Jimmy Johnson, Christian and 5 time NASCAR world Champion. Undisputed ,best driver ever.


----------



## vanguard1 (Nov 24, 2010)

oh brother.


----------



## apoint (Nov 25, 2010)




----------



## Ronnie T (Nov 25, 2010)

Isn't Jimmy Johnson a football coach?????????


----------



## apoint (Nov 25, 2010)

Ronnie T said:


> Isn't Jimmy Johnson a football coach?????????



No thats Jimmy Dean.


----------



## formula1 (Nov 29, 2010)

*Re:*

I'm sure Jimmy Johnson is a great man and perhaps a great Christian.  

My suspicion though is that the greatest disciple who has been among of since Jesus walked the earth is one whom either you have never heard of or it is impossible to measure his greatness in the eyes of the world.


----------



## apoint (Nov 29, 2010)

formula1 said:


> I'm sure Jimmy Johnson is a great man and perhaps a great Christian.
> 
> My suspicion though is that the greatest disciple who has been among of since Jesus walked the earth is one whom either you have never heard of or it is impossible to measure his greatness in the eyes of the world.

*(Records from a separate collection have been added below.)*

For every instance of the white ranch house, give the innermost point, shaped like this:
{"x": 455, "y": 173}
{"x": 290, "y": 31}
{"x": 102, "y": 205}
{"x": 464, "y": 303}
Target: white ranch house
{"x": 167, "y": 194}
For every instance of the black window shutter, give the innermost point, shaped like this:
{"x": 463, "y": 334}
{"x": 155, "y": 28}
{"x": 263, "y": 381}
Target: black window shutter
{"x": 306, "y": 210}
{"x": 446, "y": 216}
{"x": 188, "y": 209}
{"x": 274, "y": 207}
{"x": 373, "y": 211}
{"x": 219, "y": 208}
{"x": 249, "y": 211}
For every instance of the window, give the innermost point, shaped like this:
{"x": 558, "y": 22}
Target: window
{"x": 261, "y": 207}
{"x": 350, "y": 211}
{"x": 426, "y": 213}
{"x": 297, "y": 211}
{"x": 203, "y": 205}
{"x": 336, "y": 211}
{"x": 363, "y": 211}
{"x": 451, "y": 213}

Sorry but that was just a catchphrase title. I was sure someone would point that out to me. Maybe I should have put a dash between the disciple, to prevent dissention among the brethren.
 To make my statment more clear. He is the worlds greatest driver and a disciple.


----------



## formula1 (Nov 29, 2010)

*Re:*



apoint said:


> to prevent dissention among the brethren.



Absolutely no dissension here whatsoever.  Was just pointing it out!


----------